O Sr. Doutor afiançava tratar-se de suicídio, mas era quase certo que defendia a Russa, visto que ela o ameaçara dias antes com o fogo dos Infernos, e que com aquela personalidade irascível e endemoninhada podia muito bem ter transtornado o bom do Sr. Padre, levando-o a cumprir aquele ritual macabro. Houve quem a comparasse à menina que vomitava verde e rodava a cabeça como um saca-rolhas, no filme que se viu em tempos no salão paroquial, mas também era sobejamente conhecido de todos o problema em que o vinho bom ou mau se podia tornar, quando começava a cobrar a saúde física ou mental dos homens que o apreciavam muito.

Anos mais tarde, o filho do Sr.
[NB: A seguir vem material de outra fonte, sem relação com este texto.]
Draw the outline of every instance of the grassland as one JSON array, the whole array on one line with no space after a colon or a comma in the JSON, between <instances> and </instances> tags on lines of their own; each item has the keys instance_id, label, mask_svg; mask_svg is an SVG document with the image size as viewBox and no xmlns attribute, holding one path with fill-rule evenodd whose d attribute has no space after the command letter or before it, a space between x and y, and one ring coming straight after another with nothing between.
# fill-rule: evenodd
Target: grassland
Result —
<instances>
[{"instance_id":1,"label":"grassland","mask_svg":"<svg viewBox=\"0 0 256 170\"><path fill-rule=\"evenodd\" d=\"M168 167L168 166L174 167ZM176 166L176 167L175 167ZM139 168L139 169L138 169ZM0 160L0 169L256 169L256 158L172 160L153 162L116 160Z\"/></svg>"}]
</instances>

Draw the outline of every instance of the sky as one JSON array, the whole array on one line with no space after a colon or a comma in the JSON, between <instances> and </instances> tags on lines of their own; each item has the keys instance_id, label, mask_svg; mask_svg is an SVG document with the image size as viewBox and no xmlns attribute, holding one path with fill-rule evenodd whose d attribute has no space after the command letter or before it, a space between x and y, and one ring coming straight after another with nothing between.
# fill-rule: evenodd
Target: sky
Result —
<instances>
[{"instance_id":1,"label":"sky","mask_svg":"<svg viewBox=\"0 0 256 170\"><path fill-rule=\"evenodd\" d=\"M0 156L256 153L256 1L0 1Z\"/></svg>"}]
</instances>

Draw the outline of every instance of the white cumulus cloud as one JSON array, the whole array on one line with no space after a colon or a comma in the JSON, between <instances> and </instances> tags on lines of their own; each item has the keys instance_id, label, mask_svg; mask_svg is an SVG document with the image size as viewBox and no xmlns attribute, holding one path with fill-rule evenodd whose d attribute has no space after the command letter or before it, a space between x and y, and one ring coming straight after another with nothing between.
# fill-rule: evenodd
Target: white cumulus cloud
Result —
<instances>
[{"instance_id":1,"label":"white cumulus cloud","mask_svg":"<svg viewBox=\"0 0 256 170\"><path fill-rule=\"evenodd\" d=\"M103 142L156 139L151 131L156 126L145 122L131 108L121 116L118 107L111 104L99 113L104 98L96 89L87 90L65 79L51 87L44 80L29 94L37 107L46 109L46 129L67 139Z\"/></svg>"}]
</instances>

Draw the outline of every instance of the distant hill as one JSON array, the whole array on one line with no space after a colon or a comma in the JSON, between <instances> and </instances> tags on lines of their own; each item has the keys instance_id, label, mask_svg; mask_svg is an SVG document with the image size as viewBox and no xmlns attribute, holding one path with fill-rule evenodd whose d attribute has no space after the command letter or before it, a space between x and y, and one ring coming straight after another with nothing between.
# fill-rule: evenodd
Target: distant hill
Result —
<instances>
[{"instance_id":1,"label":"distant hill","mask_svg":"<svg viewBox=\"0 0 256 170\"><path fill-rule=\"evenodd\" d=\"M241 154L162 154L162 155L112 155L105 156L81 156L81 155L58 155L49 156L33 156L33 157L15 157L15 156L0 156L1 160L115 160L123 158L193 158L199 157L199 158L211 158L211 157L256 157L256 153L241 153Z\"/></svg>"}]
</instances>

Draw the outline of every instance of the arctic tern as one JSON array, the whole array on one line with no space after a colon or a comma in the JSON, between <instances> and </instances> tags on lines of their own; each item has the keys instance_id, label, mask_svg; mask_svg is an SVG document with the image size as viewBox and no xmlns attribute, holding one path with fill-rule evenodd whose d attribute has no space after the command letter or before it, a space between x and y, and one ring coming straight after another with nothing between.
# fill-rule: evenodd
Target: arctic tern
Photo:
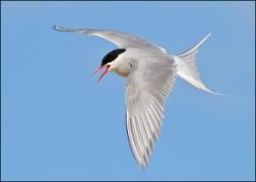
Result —
<instances>
[{"instance_id":1,"label":"arctic tern","mask_svg":"<svg viewBox=\"0 0 256 182\"><path fill-rule=\"evenodd\" d=\"M57 26L54 29L99 37L118 47L103 57L95 73L105 69L98 81L108 71L127 77L126 129L132 153L143 169L147 168L152 148L160 135L164 102L173 87L176 76L201 90L221 94L204 85L195 65L198 48L210 33L189 50L173 55L143 38L119 31Z\"/></svg>"}]
</instances>

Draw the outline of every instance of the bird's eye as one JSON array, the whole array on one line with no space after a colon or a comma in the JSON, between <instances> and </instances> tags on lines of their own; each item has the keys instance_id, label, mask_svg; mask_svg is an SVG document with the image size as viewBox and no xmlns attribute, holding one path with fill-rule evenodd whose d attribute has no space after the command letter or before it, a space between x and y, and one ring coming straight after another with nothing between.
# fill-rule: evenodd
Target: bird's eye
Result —
<instances>
[{"instance_id":1,"label":"bird's eye","mask_svg":"<svg viewBox=\"0 0 256 182\"><path fill-rule=\"evenodd\" d=\"M131 67L132 68L132 64L131 63L129 63L129 64L130 64Z\"/></svg>"}]
</instances>

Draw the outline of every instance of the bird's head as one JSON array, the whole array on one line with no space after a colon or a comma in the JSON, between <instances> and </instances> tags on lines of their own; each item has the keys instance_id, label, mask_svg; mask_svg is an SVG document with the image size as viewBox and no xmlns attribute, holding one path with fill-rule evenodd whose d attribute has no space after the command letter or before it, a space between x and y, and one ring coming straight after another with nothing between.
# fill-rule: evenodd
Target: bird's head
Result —
<instances>
[{"instance_id":1,"label":"bird's head","mask_svg":"<svg viewBox=\"0 0 256 182\"><path fill-rule=\"evenodd\" d=\"M93 75L102 70L102 68L105 68L100 77L98 78L98 82L109 71L112 70L113 61L117 59L117 57L124 53L125 51L125 48L117 48L111 52L109 52L108 54L106 54L102 61L102 64L99 67L97 67L95 71L93 72Z\"/></svg>"}]
</instances>

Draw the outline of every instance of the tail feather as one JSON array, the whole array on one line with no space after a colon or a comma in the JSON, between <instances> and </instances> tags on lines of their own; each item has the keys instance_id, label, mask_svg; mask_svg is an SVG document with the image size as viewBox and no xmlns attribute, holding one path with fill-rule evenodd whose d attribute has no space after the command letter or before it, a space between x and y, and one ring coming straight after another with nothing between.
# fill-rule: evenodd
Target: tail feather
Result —
<instances>
[{"instance_id":1,"label":"tail feather","mask_svg":"<svg viewBox=\"0 0 256 182\"><path fill-rule=\"evenodd\" d=\"M195 54L198 52L198 48L207 39L207 37L209 37L211 33L194 45L190 49L175 57L175 61L177 66L177 74L181 78L199 89L213 94L223 95L223 94L210 90L204 85L195 65Z\"/></svg>"}]
</instances>

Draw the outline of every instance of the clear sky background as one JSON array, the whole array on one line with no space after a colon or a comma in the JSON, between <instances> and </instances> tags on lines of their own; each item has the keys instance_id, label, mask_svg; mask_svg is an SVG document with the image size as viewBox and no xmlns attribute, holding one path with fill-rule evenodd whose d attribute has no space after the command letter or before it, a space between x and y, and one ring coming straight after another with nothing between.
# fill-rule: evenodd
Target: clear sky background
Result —
<instances>
[{"instance_id":1,"label":"clear sky background","mask_svg":"<svg viewBox=\"0 0 256 182\"><path fill-rule=\"evenodd\" d=\"M253 180L254 5L1 2L1 179ZM212 32L197 54L201 76L234 97L177 79L143 171L126 135L125 79L90 76L115 46L55 24L128 32L172 54Z\"/></svg>"}]
</instances>

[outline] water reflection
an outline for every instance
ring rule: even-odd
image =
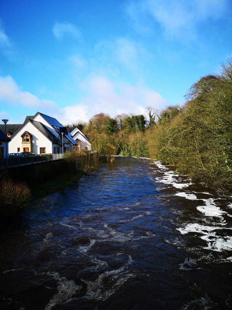
[[[1,308],[229,309],[231,205],[159,162],[117,157],[3,232]]]

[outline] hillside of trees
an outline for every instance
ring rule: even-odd
[[[232,59],[221,73],[201,78],[190,88],[183,106],[143,115],[100,113],[77,125],[101,151],[150,157],[179,173],[217,188],[232,185]],[[81,126],[80,128],[80,126]]]

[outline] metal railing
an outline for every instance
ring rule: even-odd
[[[9,157],[8,160],[6,158],[0,159],[0,169],[12,167],[18,167],[19,166],[25,166],[27,165],[37,164],[39,162],[49,162],[52,160],[57,160],[60,159],[63,157],[62,153],[58,154],[40,154],[32,156],[18,156]]]

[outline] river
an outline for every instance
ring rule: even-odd
[[[116,157],[2,229],[2,310],[232,308],[232,198]]]

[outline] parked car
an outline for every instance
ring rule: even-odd
[[[23,156],[37,156],[37,154],[32,153],[32,152],[21,152],[20,153]]]
[[[22,155],[20,153],[9,153],[8,154],[8,157],[23,157],[23,155]]]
Doutor Juíz, que vinha passar as férias grandes à casa na aldeia todos os anos, perdeu-se de amores pela Russa, que entretanto crescera, mulher precoce nas formas que a distinguiam já das suas colegas de escola da mesma idade, e numa noite de calor tentara a sua sorte, atrás do palco que se tinha montado no adro durante as festas do Santo padroeiro da freguesia, numa investida amorosa sem sucesso e que resultara na vergonha de ter de voltar para casa sem calças e com o lábio rachado e a sangrar, humilhado publicamente por todos, enquanto as suas calças completamente esfarrapadas drapeavam ao vento no topo do mastro da bandeira. Nunca mais foi visto por cá. Dizem que entretanto foi visto vestido de mulher num show de uma casa nocturna na cidade, e com cujo dono, ao que dizem, vive em concubinato.

Estas histórias sempre afastaram qualquer pretendente, alertados por quem cá vive e não houve mais quem se perdesse por ela e não fosse avisado antes de intentar uma aproximação.
Desde que o Sr. Doutor morrera, a casa onde outrora viviam os dois aparentava estar mais escura e descuidada, as senhoras que a limpavam e cozinhavam foram mandadas embora, e era agora habitada apenas por ela, os seus dois gatos, um papagaio velho e malcriado que da janela aberta insultava toda a gente que passava com impropérios irrepetíveis, e as duas dúzias de pombos que, amestrados, viviam soltos num pombal aberto nas traseiras da casa, e que infernizavam a vida das mulheres que deixavam a roupa nos estendais, sempre que saíam e esvoaçavam por aí nas suas voltas.

Todos os dias ao fim da tarde, ouvia-se, da rua, o som do piano que a Russa tocava aplicadamente, e durante duas horas o ar era inundado de músicas que ninguém nunca ouvira, parecidas com as que se ouviam naqueles concertos chatos que davam de vez em quando no segundo canal da televisão e que faziam toda a gente virar de canal logo a seguir, nem as da missa eram tão enfadonhas, enquanto o papagaio insultava a plenos pulmões a mãe deste e daquele, a senhora que passava a carregar os sacos das compras, e os miúdos que lhe atiravam pedras e se riam da desfaçatez do bicho.

Até que apareceram cá os senhores da televisão, numa reportagem sobre as aldeias que prezam e praticam ainda as tradições todas que fundaram e formaram este país, e se cruzaram com ela na rua, estupefactos que ficaram a olhá-la, a filmarem-na às escondidas, já que ela recusava ser filmada, e convenceram-na a contar-lhes a sua história, a tocar piano para eles ouvirem, e por fim a ir com eles, até à capital, onde poderia ouvir outros que tocavam o mesmo que ela. Vimo-la a carregar as malas, o piano, os gatos e o papagaio na carrinha deles e a partir sem se despedir de ninguém. Nunca mais a vimos por cá.

A casa ainda aí está de pé, embora em ruínas, os pombos continuam cá como uma praga, divina ou demoníaca, a dúvida é justa, e o papagaio que foi com ela não deixou saudades.
Vimo-la ontem na televisão, ao que parece ganhava a vida a tocar piano para salas cheias de gente no estrangeiro, morreu de overdose num quarto de hotel em Itália, como as estrelas de rock e do cinema, e ficamos a saber assim que ficou conhecida internacionalmente pelo estranho nome de Vladimira Demo, o anjo russo do piano.